The blood drive will be Saturday from 8 a.m. to 1 p.m. at the church on 309 Homestead Road, Franklin.
Robertson said right now blood reserves for the American Red Cross are low. And at least in the example of her friend, Robertson said donated blood was very important to her battle. Flythe was hospitalized 20 times, and had to have a transfusion each time.
“I know that the Red Cross is really counting on this to be successful,” Robertson said.
Robertson said Flythe was always smiling.
“Amy was such a friendly woman,” she said. “She really didn’t know a stranger. She had a hug and a smile for you every time you were around her. Even through her treatment, she was always smiling and had a hug for you.
“She rarely complained during it.”
Even when not feeling well, she’d also be at the church service.
“I don’t know of a time where she missed Sunday services,” Robertson said. “She wanted to be there, with the people most important to her.”
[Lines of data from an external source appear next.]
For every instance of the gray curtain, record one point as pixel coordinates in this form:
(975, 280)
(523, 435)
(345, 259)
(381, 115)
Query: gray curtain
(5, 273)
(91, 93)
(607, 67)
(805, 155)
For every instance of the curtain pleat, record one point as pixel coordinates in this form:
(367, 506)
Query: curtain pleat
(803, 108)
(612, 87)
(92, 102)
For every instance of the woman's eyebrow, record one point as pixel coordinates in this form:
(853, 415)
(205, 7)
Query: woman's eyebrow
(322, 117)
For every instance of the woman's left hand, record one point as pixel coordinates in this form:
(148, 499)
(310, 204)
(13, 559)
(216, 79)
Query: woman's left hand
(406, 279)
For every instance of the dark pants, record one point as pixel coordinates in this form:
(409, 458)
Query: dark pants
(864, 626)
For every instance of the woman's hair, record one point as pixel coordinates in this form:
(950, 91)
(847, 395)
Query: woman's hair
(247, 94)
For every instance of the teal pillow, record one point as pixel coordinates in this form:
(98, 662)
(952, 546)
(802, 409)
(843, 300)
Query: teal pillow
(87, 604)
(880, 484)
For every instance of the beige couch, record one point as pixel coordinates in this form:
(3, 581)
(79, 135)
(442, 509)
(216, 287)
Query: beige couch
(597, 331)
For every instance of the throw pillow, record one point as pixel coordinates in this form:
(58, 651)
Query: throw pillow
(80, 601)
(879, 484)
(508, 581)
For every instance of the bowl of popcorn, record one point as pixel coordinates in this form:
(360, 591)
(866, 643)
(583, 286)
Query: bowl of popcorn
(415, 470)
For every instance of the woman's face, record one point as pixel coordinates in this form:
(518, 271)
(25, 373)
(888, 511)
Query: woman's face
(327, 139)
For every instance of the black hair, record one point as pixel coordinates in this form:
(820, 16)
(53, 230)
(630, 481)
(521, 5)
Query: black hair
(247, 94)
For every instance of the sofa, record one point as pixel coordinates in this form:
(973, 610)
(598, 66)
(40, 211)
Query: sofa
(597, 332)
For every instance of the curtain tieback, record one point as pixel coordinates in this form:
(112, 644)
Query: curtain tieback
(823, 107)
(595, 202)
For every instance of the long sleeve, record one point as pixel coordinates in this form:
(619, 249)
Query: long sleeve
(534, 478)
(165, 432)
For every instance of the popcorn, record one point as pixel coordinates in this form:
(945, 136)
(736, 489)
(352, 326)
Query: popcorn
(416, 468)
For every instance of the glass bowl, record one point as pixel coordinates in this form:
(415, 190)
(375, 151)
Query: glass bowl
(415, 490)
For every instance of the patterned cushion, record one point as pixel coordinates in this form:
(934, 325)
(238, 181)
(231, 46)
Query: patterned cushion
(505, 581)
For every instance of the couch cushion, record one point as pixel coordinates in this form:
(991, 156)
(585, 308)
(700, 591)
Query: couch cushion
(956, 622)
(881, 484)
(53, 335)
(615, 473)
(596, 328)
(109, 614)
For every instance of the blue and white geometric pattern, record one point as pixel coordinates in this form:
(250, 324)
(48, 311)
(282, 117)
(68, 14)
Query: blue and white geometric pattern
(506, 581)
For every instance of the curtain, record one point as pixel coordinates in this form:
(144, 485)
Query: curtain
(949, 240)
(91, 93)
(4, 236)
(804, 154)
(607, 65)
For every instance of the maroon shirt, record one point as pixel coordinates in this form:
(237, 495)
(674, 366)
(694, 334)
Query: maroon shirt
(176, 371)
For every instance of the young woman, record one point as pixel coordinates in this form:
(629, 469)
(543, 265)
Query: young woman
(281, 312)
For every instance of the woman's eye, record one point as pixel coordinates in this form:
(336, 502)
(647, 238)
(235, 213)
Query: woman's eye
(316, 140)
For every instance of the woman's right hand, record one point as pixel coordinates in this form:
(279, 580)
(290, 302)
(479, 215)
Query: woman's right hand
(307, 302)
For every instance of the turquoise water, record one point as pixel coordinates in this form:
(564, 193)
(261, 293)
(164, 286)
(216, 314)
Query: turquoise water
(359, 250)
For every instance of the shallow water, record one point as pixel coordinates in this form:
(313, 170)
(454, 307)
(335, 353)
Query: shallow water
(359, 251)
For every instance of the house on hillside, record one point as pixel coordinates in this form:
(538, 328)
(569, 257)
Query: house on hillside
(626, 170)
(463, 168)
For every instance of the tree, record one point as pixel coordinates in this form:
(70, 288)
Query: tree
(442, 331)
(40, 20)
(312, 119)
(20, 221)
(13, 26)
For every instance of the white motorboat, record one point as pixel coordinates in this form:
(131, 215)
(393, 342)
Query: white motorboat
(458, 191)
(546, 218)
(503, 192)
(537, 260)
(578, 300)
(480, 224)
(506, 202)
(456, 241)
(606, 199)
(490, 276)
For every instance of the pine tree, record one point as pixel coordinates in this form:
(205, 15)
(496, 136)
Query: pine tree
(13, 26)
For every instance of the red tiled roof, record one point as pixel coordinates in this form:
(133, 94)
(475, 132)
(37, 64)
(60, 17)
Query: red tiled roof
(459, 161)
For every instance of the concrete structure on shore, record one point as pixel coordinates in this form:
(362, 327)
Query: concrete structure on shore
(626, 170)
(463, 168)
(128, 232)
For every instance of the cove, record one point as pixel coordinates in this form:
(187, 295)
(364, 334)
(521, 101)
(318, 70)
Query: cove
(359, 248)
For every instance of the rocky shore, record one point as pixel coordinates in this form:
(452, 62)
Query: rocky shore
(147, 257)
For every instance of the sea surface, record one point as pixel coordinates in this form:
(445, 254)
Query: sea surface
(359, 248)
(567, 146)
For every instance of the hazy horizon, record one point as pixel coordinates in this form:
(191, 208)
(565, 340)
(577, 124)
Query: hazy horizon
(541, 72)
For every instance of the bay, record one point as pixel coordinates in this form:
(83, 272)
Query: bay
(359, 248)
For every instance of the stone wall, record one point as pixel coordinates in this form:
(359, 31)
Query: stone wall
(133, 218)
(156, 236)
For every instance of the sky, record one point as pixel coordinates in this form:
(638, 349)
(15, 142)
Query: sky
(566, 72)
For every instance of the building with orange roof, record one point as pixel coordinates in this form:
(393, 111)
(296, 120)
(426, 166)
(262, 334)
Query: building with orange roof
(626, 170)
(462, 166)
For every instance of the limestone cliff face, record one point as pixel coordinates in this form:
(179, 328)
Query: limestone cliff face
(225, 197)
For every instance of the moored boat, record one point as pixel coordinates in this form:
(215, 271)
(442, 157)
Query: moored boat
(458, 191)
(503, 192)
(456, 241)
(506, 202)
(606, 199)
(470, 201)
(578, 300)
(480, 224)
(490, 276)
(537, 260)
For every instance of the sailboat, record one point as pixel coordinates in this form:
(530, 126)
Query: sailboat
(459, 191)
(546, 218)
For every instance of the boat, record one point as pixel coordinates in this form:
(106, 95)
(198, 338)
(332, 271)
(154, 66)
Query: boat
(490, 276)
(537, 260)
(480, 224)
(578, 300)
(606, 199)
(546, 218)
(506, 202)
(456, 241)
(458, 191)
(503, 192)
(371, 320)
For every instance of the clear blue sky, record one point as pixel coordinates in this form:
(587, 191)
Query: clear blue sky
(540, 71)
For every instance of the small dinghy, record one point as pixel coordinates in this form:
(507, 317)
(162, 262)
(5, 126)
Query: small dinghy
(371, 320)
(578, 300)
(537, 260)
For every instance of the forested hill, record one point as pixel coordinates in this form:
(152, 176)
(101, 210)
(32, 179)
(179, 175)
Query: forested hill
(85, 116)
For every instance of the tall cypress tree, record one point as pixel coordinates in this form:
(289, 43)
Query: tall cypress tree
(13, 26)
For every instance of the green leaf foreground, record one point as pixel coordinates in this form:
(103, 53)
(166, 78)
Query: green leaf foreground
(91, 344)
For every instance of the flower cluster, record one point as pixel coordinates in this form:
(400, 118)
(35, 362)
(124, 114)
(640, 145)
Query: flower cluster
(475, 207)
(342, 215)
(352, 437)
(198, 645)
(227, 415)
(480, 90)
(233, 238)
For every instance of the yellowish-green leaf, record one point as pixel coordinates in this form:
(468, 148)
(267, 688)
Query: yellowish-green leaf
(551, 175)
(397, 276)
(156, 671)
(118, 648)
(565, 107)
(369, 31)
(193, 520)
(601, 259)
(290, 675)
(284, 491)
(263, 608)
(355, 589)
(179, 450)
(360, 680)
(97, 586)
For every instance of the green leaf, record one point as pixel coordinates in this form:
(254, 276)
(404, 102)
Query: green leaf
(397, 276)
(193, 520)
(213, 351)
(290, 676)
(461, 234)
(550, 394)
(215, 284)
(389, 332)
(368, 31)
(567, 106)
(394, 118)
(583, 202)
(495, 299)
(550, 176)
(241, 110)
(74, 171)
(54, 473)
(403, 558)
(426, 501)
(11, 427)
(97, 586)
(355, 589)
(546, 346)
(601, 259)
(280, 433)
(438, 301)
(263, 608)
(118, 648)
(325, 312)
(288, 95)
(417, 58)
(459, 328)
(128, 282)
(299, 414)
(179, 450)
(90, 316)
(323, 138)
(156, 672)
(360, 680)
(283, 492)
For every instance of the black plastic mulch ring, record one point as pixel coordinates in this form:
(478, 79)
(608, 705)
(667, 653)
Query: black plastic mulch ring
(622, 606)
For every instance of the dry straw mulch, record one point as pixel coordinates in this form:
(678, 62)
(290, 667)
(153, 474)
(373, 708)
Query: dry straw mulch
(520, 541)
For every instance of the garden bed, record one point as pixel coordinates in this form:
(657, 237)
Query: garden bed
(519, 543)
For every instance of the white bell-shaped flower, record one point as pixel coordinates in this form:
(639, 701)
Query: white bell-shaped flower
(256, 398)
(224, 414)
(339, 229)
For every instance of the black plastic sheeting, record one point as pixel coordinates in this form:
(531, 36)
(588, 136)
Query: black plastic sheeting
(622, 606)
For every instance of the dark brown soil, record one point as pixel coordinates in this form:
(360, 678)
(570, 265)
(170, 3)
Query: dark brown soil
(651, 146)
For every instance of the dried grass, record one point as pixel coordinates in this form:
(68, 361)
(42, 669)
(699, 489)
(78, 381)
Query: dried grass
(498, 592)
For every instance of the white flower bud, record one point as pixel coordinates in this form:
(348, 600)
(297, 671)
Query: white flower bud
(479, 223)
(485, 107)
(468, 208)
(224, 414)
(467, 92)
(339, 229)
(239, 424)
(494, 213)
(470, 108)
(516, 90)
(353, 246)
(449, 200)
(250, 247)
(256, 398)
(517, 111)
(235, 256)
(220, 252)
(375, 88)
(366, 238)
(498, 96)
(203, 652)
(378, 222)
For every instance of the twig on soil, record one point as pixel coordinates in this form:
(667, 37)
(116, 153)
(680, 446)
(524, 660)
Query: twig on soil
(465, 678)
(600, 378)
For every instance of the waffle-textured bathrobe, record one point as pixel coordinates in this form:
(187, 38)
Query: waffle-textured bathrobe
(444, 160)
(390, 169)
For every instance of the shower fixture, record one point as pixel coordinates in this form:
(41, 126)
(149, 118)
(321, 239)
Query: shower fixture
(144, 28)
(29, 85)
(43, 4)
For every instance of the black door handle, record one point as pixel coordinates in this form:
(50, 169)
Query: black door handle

Family was also important, Robertson said.
“She’s the mother of two sons,” she said. “They graduated from high school just a few months before her passing, so she was able to make it. In the end, her thoughts were always about her boys and her husband Buddy. Family was everything.”
She also enjoyed dancing, and one of the last events she attended was a “We be Jammin’” event.
“She wanted to do something fun, so she said, ‘Let’s go,’” Robertson said. “When we came back, she was just laughing and happy, from just watching people dancing. It was one of her favorite things to do.”
She also loved to wear flowers in her hair, and rather than wearing a hat or a wig when her hair fell out during chemotherapy, she wore a headband with a flower.
“At her funeral, every woman had a flower in their hair,” Robertson said. “It was not anything coordinated. It was just something everyone had done in honor of Amy.”
In the beginning of her treatment, Robertson said Flythe was concerned that she may not be able to endure what she had to go through.
“She did not have the faith in herself that she had the strength to do it,” she said. “I had watched my husband go through it and also a friend. I knew she had more strength than she knew.”
About a month before she died, a friend had come to her and expressed that seeing that demonstration of courage and strength that Flythe had throughout the battle, had inspired her.
“Amy knowing that she had been an inspiration to others, and that something positive was coming out of her experience, had made her feel good,” she said. “I also know that something else positive coming out of it, like the blood drive, would be something that would make Amy very happy.”